I like the George C. Scott version of A Christmas Carol. Edward Woodward is an excellent Ghost of Christmas Present, even if he is obviously on stilts in a couple of scenes.

The Patrick Stewart version is not bad. Joel Gray’s version of the Ghost of Christmas Past is interesting, even if he bears no resemblance to the book.

The Guy Pearce version is very hard to watch (3 hours of grimdark), but I love the ending. “I don’t want redemption. But I want Tiny Tim to live.”

Easter:

Some channel will have The Greatest Story Ever Told or Ben-Hur on. I rarely watch an entire film, but I often watch pieces.

The Greatest Story Ever Told is the epitome of everything wrong with Hollywood depictions of the Bible. (blue-eyed Jesus, etc.) but I enjoy it anyway.
In Ben-Hur, I love Sheik Ilderim. “One god, I can understand, but one wife? It is not civilized!. It is not . . . generous!”
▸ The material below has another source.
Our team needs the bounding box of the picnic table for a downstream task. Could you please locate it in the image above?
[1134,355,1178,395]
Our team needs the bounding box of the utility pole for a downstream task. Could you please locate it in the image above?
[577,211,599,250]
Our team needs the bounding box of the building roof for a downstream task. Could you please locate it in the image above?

I am allergic to schmaltz so I tread lightly here. Die Hard for Christmas is about all the sentiment I can handle and I even like that holiday. I just generally don’t like feeling manipulated.
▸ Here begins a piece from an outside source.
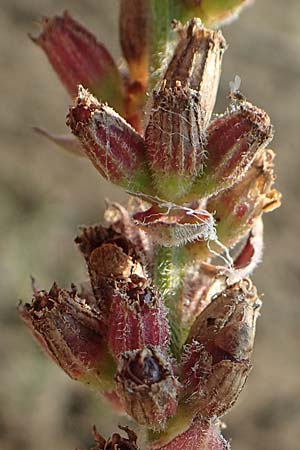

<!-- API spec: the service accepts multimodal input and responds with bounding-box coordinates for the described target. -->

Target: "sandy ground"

I suppose I have seen the Charlie Brown Halloween special enough years at the appropriate time to mark that one as well.

The only thing that’ll get the family back together around the DVD player and TV at the same time is our annual showing of A Wish For Wings That Work.

Christmas:

How the Grinch Stole Christmas – Only the original Chuck Jones cartoon, narrated by Boris Karloff. Why bother with Jim Carey and Bededict Cumberbach?

Mr. Magoo’s Christmas Carol – the first version I saw, and still overall my favorite.

A Christmas Carol – the Robert Zemeckis CGI version with Jim Carey doing several parts. It might be heretical to say this, but it’s overall the most faithful version, including obscure lines of dialogue direct from Dickens and often copying the original illustrations. I’ll tolerate the sometimes blatant slapstick in order to get the rest.

There are other really good versions of the story (many of which I have on disc), including Alastair Sim’s 1951 classic, or Richard Owens’ 1938 version, or George C. Scott’s magnificent TV movie (with no special effects to speak of), or Michael Caine in the Muppet version, or the Chuck Jones/Richard Williams animated version that was even more faithful in copying the original illustrations (sand which used Alastair Sim as Scrooge, again). And a whole lot of others. But I prefer the two above.

A Charlie Brown Christmas – The original, and nostalgic. It’s also the most blatant and honest Trojan Horsing of the Biblical account into prime time popular media of any Christmas product, yet it doesn’t feel forced.

I might watch Rudolph the Red Nosed Reindeer, but I’m not committed to it (Did you know that there’s a much earlier animated cartoon version produced and directed by Max Fleischer? It’s in color, and from 1948. Fleischer studios was long gone, but Fleischer got much of his crew together for this classically animated version that predates the song by one year. It’s based on Robert L. May’s original book of Rudolph, so the story is completely different from either the song or the later Rankin-Bass versions . Interesting, and worth a look – Rudolph the Red-Nosed Reindeer (1948 film) - Wikipedia )

Incidentally, the cartoon is on YouTube. Several times

We just started this a couple years ago but somehow we decided to watch Warm Bodies for Christmas, then we followed it up with Shaun of the Dead. So it’s zombie movies for Christmas which I think fits because Jesus was a zombie, wasn’t he?